I was told that as "A" Company moved out of the fort they were caught in a
barrage of shell fire causing a number of casualties. It was there that Frank
Cormier was killed. I was told that there wasn't a mark on him. Apparently a
shell had landed close to him and he had been killed by the concussion.
Shortly after we got back to the Fort we were informed that Governour Sir Mark Young had ordered the surrender of the Colony. The reason we were given was that because the invaders had cut off the water supply and electric service the civilian population had demanded capitulation. Who knew what our future held.
At that time we also got the rumour that the Germans had been turned back in their invasion of Russia. With our efforts in the defence of Hong Kong at an end it seemed there was a little bit of hope that we would live to fight again another day. I remember the mixed feelings I had on receiving the news of the surrender. My life had been spared, a cause for rejoicing. But, as a soldier, I was a defeated man, A prisoner of war. Not a glorious way to end a military career. I still think of it.
There are many reasons to ask why so many bungles were made in the defence of Hong Kong. One may ask why a small force of 120 men were sent out to chase out, what was reported to be, "15 Japs in the village"? If we had intelligence of the numbers of Japanese occupying the village why were more troops not sent to carry out the mission?

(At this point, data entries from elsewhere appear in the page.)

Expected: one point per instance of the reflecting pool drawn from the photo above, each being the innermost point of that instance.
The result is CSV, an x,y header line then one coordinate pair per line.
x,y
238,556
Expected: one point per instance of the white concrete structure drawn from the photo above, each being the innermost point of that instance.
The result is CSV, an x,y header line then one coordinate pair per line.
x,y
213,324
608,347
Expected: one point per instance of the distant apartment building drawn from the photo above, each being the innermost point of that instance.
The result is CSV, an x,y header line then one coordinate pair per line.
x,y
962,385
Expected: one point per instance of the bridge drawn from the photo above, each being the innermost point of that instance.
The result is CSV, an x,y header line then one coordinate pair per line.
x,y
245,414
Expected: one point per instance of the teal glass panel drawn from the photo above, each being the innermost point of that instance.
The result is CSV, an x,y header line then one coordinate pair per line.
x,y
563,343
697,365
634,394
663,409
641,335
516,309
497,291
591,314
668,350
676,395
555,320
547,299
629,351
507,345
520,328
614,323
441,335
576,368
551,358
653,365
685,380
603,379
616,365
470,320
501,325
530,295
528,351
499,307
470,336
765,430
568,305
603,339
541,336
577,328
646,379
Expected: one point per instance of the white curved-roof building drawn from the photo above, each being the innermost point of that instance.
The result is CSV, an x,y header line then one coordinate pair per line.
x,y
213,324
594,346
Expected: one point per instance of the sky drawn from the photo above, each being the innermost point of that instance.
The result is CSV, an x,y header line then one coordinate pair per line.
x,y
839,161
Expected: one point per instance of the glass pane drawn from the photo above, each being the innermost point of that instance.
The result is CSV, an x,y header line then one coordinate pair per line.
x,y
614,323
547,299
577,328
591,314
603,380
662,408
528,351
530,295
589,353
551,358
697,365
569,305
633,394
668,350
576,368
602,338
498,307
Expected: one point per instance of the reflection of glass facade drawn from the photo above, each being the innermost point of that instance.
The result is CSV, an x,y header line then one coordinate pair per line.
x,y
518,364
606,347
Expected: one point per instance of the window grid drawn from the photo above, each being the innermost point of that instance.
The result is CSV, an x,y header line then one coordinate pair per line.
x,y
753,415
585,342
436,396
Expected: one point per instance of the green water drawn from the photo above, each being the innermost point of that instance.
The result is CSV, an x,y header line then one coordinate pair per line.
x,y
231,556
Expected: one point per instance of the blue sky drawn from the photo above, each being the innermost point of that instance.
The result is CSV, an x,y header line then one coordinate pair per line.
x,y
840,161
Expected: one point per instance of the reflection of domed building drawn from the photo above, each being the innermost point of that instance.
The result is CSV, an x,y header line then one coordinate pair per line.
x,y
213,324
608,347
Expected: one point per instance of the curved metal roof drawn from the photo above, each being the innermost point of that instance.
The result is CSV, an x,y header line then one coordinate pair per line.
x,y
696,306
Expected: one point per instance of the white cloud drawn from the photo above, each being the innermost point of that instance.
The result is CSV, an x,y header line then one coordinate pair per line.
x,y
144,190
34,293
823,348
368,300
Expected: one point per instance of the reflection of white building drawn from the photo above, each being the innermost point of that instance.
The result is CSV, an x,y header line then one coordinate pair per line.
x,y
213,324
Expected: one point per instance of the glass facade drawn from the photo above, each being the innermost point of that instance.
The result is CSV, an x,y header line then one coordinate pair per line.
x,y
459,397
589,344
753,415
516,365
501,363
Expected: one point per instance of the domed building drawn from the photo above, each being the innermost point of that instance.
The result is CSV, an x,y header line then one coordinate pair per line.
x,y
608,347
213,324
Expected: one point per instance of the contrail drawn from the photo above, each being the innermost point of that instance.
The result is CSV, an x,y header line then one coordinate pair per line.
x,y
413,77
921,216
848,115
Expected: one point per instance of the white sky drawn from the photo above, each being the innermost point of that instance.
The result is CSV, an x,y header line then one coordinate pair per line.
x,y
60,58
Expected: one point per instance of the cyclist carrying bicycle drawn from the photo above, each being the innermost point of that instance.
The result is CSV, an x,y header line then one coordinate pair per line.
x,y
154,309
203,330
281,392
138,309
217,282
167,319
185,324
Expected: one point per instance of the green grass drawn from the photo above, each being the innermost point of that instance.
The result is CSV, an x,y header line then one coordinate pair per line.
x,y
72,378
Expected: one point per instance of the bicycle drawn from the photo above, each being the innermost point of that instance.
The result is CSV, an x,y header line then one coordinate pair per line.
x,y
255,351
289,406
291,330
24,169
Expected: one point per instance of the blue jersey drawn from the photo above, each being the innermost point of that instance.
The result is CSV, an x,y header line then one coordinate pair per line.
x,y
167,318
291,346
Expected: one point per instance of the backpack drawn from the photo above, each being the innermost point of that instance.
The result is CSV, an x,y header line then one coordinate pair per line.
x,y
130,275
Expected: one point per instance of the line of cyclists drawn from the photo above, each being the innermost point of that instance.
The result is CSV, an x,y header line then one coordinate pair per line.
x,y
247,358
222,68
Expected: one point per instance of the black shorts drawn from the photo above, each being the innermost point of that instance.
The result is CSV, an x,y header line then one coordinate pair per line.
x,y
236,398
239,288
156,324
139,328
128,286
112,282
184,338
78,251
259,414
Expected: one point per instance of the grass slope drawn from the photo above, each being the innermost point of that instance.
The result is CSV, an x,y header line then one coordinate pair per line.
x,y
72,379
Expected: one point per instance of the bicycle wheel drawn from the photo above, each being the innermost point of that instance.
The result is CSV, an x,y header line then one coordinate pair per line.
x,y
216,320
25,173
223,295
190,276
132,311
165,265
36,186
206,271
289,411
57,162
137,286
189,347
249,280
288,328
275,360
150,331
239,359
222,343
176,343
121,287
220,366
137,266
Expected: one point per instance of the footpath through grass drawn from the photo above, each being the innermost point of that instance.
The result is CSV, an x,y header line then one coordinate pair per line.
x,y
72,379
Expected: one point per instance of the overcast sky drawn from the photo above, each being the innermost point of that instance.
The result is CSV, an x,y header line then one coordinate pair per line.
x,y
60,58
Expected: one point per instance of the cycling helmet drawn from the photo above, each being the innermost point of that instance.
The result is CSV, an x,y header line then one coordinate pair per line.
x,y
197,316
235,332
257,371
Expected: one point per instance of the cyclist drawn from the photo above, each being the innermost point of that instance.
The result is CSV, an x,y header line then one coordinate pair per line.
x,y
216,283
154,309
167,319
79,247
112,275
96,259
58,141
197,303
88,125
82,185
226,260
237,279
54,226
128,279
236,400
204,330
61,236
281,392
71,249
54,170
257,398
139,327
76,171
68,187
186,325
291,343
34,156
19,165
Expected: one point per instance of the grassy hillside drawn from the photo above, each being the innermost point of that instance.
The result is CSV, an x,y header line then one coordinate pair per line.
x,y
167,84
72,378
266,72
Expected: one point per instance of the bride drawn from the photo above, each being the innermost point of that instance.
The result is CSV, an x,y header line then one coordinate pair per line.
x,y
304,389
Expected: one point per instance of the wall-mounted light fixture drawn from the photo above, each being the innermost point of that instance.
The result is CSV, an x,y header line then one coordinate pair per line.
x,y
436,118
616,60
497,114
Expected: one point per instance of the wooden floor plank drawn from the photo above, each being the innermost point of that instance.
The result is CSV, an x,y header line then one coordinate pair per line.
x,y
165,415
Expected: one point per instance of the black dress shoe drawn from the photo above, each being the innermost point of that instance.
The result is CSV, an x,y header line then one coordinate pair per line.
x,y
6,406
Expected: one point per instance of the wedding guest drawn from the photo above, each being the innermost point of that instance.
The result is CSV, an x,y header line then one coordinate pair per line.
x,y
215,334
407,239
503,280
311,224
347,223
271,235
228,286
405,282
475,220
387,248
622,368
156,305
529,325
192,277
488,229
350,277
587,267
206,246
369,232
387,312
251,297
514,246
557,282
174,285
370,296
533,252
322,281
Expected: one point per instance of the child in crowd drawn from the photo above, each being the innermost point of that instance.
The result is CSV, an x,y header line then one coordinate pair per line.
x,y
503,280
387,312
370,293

According to an informed report, over 2000 men were marched put of Stanley
Village several days later under Japanese guards. Where were they on Christmas
Day when "D" Company, the Royal Rifles of Canada, were being cut to pieces in
the cemetery in Stanley Village?
It is not hard to deduce where they were. I distinctly remember that a vigourous game of soccer was in progress on the Square in Fort Stanley that fateful Christmas morning, 1941.
The next morning we stacked our rifles, the last act before total surrender, and the equivalent of presenting the sword to the victor. That was the last I saw of my Enfield, number 1-59544. I had carried it from Valcartier in July, 1940. We had always been admonished to respect the rifle, "the best friend a soldier ever had". I had taken to heart the advice that had been given to me. The rifle had become a part of me. To this day the feel of a Lee Enfield against my shoulder is like an extension of my body, almost like a third arm.
In 1994 Arnold Ross, Roger Cyr, and I were part of a pilgrimage that visited the battle sites and cemeteries in Hong Kong.
We are pictured here on a slope overlooking Stanley Military Cemetery, at a spot where Roger told is that it is the place where he last saw Bill Fallow. Bill Fallow was killed at St. Stephen's Hospital on Christmas Day, during the Japanese rampage in the Hospital.Left to right, Phil Doddridge, Arnold Ross, Roger Cyr.